Kudos to Fiido for again responding swiftly, but if there’s one fault a bike manufacturer surely doesn’t want to be repeatedly associated with, it’s frames snapping in half. A few months after the Fiido X folding e-bike was recalled, the Hong Kong firm is now replacing some of its T1 models after discovering potential for a similar problem.
Fiido recalled its magnesium-framed Fiido X in April due to a flaw in the folding mechanism that could reportedly result in the frame snapping in two.
While the mechanism had passed strength tests, the firm found that in some cases it became weakened during shipping as a result of what it termed, “the transportation environment.”
It duly asked people to stop riding the bike and undertook a redesign. Owners were offered replacement bikes with a three-year warranty – either the upgraded version of the Fiido X, which has now been released, or one of the firm’s other e-bikes plus any difference in cost.
“The occurrence of this incident is [a warning] to us,” a spokesperson told ebiketips. “We will hang the broken Fiido X on the wall of the R&D department and let it remind us how to design products.”
However, US website Electrek has now received multiple reports of another bike, the Fiido T1, cracking or snapping in half.
This is actually a completely different flaw as the T1 isn’t a folder. The step-through model has instead shown signs of weakness in the aluminium down tube itself.

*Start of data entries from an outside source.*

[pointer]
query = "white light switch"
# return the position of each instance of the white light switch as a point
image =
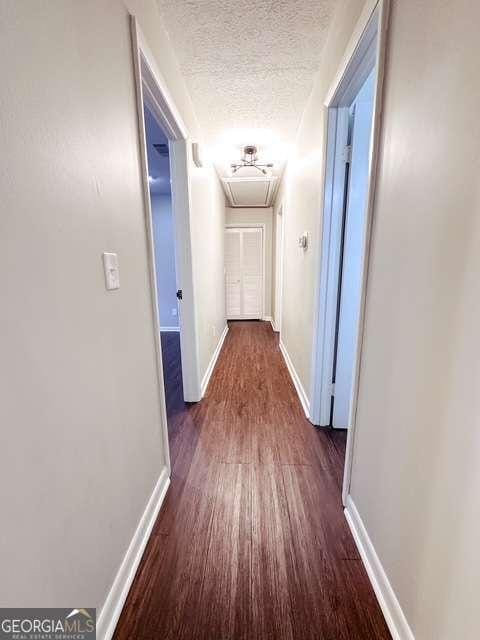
(112, 274)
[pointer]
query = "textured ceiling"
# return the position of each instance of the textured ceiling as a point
(248, 65)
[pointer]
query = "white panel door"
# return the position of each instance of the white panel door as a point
(233, 273)
(244, 272)
(353, 255)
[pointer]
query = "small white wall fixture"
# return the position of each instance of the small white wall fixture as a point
(366, 51)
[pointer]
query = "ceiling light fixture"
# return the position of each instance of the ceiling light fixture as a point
(250, 159)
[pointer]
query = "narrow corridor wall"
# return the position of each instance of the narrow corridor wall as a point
(416, 477)
(80, 413)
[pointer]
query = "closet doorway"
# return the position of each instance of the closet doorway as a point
(244, 272)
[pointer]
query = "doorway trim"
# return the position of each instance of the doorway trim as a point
(152, 91)
(253, 225)
(279, 257)
(369, 35)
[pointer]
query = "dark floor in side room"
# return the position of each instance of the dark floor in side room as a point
(251, 542)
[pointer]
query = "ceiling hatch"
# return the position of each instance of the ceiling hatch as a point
(250, 192)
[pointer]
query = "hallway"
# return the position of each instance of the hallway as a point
(251, 541)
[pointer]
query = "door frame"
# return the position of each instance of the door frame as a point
(369, 35)
(279, 258)
(252, 225)
(152, 91)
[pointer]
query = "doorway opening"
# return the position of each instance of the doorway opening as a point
(168, 290)
(352, 127)
(166, 157)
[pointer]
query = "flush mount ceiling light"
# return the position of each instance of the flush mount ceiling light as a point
(250, 159)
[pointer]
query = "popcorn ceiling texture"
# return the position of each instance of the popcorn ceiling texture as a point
(248, 63)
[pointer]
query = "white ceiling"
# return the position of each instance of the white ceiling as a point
(249, 66)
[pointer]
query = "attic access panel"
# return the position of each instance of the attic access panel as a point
(250, 192)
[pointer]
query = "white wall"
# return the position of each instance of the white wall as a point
(80, 410)
(259, 215)
(164, 240)
(416, 477)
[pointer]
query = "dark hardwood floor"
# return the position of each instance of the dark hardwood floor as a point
(251, 542)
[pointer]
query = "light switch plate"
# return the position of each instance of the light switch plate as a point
(112, 274)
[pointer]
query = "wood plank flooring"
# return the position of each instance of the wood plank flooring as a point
(251, 542)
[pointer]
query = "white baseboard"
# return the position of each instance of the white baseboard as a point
(394, 616)
(117, 595)
(296, 381)
(213, 362)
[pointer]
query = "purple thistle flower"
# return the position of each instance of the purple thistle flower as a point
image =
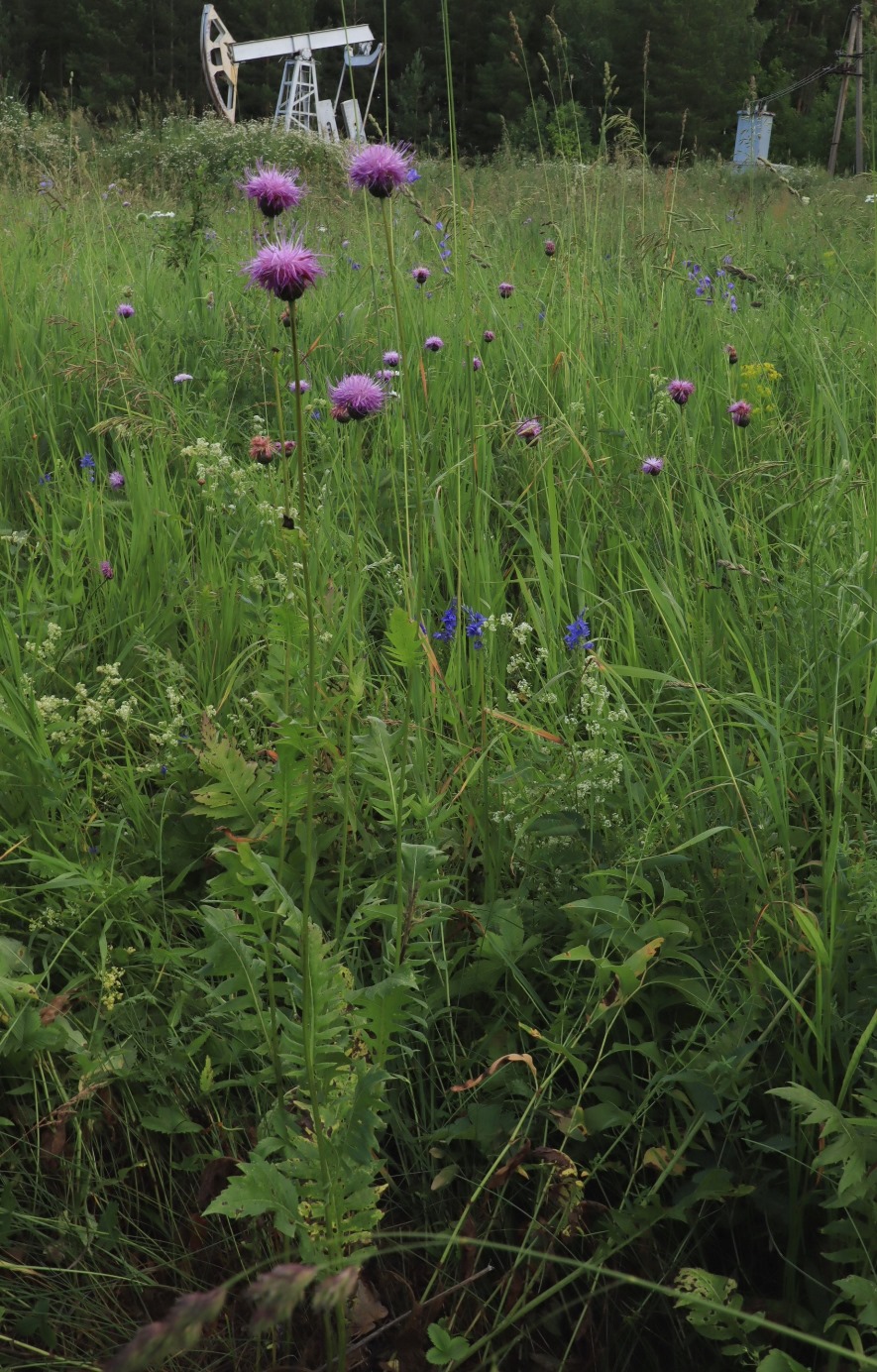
(272, 189)
(578, 634)
(449, 624)
(530, 431)
(681, 392)
(381, 169)
(359, 396)
(285, 268)
(740, 413)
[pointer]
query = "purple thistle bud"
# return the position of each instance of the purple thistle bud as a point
(681, 392)
(653, 465)
(272, 189)
(740, 413)
(360, 396)
(381, 169)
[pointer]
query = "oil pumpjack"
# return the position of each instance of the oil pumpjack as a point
(298, 100)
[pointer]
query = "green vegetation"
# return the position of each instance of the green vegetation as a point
(531, 969)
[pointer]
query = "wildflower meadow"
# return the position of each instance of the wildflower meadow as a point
(438, 699)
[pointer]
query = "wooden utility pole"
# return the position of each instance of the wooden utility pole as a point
(854, 46)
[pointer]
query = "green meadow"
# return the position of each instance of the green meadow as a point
(438, 859)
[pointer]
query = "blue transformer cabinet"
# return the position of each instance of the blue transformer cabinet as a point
(752, 138)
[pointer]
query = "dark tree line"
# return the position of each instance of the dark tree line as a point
(535, 75)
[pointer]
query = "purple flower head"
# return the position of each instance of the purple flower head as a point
(578, 634)
(681, 392)
(381, 169)
(530, 431)
(740, 413)
(449, 625)
(360, 396)
(285, 268)
(272, 189)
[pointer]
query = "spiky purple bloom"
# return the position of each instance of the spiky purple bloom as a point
(272, 189)
(530, 431)
(578, 634)
(284, 268)
(449, 624)
(360, 396)
(740, 413)
(381, 168)
(680, 392)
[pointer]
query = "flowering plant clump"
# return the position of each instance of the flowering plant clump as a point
(381, 168)
(274, 191)
(284, 268)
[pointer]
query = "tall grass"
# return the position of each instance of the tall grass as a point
(574, 914)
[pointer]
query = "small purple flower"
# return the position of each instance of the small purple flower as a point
(359, 396)
(681, 392)
(578, 634)
(285, 268)
(530, 431)
(449, 625)
(272, 189)
(740, 413)
(381, 169)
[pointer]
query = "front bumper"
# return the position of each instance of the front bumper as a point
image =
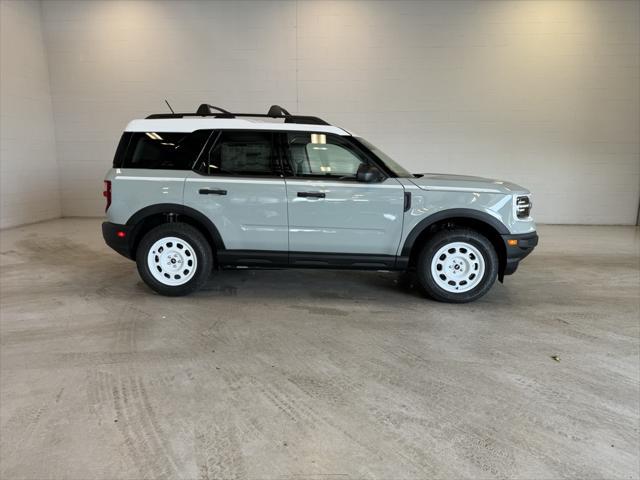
(118, 237)
(517, 247)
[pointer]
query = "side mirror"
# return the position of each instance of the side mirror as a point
(368, 174)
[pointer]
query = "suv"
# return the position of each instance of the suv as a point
(192, 192)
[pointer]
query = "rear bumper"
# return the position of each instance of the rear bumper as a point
(515, 253)
(118, 237)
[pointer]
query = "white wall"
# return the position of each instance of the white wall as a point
(29, 189)
(544, 93)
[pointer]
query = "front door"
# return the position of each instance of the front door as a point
(238, 185)
(329, 210)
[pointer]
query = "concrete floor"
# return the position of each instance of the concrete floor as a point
(317, 374)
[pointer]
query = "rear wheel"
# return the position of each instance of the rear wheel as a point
(174, 259)
(457, 266)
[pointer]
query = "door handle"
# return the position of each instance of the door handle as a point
(211, 191)
(311, 194)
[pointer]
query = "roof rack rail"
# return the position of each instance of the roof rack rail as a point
(275, 111)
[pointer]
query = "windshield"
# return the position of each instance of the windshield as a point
(391, 164)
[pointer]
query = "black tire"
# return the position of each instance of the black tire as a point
(439, 240)
(198, 243)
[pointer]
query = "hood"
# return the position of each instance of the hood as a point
(441, 181)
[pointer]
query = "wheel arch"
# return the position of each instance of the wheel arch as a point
(481, 222)
(149, 217)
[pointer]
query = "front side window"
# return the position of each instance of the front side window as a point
(238, 152)
(391, 164)
(164, 150)
(323, 155)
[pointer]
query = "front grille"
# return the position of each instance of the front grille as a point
(523, 206)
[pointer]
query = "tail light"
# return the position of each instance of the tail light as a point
(107, 193)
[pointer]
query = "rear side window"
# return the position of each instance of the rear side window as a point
(164, 150)
(240, 153)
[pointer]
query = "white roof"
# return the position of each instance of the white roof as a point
(190, 124)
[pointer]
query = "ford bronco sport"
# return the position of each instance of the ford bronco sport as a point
(192, 192)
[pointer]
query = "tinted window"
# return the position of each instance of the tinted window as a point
(121, 150)
(165, 150)
(240, 153)
(320, 154)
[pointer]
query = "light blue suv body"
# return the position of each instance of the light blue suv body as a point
(301, 193)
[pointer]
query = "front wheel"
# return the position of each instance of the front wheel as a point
(174, 259)
(457, 266)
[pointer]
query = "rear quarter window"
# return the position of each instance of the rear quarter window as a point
(162, 150)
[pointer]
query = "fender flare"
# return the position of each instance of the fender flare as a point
(452, 213)
(178, 209)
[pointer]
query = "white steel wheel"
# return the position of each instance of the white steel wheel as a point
(457, 267)
(172, 261)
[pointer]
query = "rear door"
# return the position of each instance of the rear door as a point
(329, 210)
(238, 184)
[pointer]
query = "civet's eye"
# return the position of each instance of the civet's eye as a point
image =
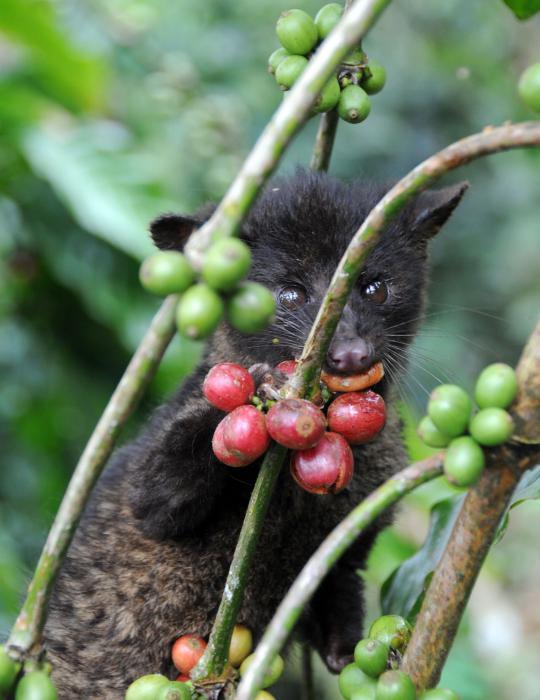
(376, 291)
(292, 297)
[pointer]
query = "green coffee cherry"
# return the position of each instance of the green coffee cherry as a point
(529, 87)
(199, 312)
(275, 59)
(371, 656)
(439, 694)
(297, 32)
(329, 96)
(251, 308)
(430, 434)
(491, 427)
(146, 687)
(395, 685)
(352, 680)
(393, 630)
(365, 692)
(167, 272)
(8, 671)
(289, 70)
(449, 408)
(496, 387)
(354, 105)
(327, 18)
(36, 685)
(464, 461)
(272, 675)
(226, 262)
(376, 80)
(174, 690)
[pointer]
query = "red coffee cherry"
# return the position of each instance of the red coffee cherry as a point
(354, 382)
(244, 433)
(228, 385)
(186, 652)
(221, 451)
(358, 416)
(296, 423)
(288, 367)
(325, 468)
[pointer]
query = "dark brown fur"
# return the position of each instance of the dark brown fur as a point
(151, 555)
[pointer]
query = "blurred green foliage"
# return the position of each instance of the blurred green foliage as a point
(113, 111)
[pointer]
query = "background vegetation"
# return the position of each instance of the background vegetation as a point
(113, 111)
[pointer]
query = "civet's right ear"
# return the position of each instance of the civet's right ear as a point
(171, 231)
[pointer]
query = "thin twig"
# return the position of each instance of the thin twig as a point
(326, 133)
(287, 120)
(489, 141)
(320, 563)
(308, 687)
(473, 534)
(324, 141)
(25, 636)
(215, 657)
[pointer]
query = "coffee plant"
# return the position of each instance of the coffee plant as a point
(311, 417)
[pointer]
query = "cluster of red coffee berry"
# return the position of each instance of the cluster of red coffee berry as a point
(322, 461)
(186, 652)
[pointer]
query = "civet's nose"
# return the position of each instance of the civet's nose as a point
(349, 356)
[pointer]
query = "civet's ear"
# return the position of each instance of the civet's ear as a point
(171, 231)
(433, 208)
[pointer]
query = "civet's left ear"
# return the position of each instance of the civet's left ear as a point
(171, 231)
(433, 207)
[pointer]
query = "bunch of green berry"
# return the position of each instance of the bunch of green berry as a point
(34, 684)
(451, 416)
(221, 290)
(375, 673)
(356, 79)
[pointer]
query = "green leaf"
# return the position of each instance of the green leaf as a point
(523, 9)
(63, 69)
(93, 186)
(527, 489)
(402, 592)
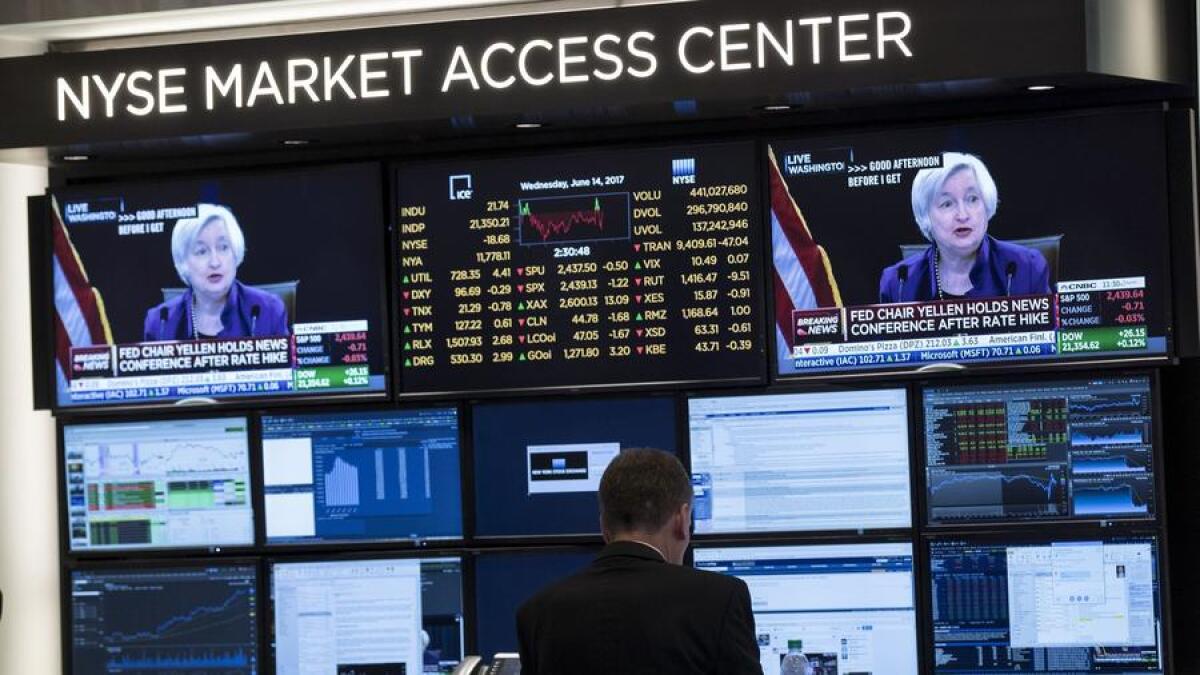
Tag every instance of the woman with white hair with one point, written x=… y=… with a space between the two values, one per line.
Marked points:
x=208 y=250
x=953 y=205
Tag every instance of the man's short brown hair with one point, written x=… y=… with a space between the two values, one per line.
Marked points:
x=641 y=489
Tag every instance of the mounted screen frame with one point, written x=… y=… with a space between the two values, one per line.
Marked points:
x=756 y=268
x=460 y=556
x=376 y=345
x=1157 y=449
x=816 y=392
x=315 y=545
x=71 y=566
x=1177 y=223
x=586 y=537
x=918 y=601
x=1047 y=536
x=66 y=553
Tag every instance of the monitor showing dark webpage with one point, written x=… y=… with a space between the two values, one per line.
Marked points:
x=538 y=464
x=1047 y=605
x=364 y=476
x=238 y=286
x=981 y=243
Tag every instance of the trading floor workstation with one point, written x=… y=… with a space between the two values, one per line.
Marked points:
x=923 y=334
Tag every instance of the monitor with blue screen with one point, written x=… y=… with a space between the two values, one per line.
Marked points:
x=504 y=580
x=192 y=617
x=363 y=476
x=829 y=460
x=1049 y=449
x=1050 y=604
x=157 y=484
x=367 y=616
x=852 y=607
x=538 y=464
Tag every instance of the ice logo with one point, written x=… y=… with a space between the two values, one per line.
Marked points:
x=461 y=187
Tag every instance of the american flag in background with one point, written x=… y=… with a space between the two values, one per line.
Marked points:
x=803 y=275
x=79 y=312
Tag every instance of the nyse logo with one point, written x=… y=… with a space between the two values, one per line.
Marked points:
x=683 y=172
x=461 y=187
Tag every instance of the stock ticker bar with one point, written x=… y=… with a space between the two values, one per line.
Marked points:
x=1097 y=317
x=594 y=268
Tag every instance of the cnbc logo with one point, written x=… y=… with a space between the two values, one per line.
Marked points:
x=683 y=172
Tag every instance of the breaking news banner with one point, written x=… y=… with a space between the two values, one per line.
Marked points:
x=971 y=244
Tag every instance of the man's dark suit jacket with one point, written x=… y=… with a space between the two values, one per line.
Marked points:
x=631 y=613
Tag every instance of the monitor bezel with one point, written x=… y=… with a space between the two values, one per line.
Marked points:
x=811 y=389
x=154 y=553
x=755 y=178
x=366 y=544
x=378 y=184
x=1090 y=532
x=1169 y=304
x=1027 y=380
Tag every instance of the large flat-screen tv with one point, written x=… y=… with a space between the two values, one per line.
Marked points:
x=157 y=484
x=847 y=608
x=1078 y=448
x=802 y=461
x=971 y=244
x=538 y=464
x=607 y=267
x=235 y=286
x=381 y=476
x=1023 y=604
x=377 y=616
x=195 y=616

One owner said the bike simply snapped in half beneath them while riding along at around 8mph (13 km/h) on a flat stretch of road. The bike had never been used off-road and and had never been in a crash.
“Since the recall of the Fiido X, we have conducted inspections on every single one of our products and have discovered that a certain type of welding defect could be found in a small number of our T1s caused by an error in our production process,” explained a Fiido spokesperson.
“We started working on an upgraded design when we discovered the problem, with the goal that the design is immune to any mishandling during production.
“The new design has already been put into production, and we will replace every single product within that batch.”
Fiido has posted an online serial number checker through which T1 owners can check whether their frame is on the list of affected models. It says the first batch of replacements is already on the way out.
The new bikes will come with an extended five-year warranty and a $10,000 guarantee that it will remain in one piece, “under normal use conditions.”
The firm says its tests have involved applying 20 per cent more load than required by the EN15194 testing standard with double the number of test cycles.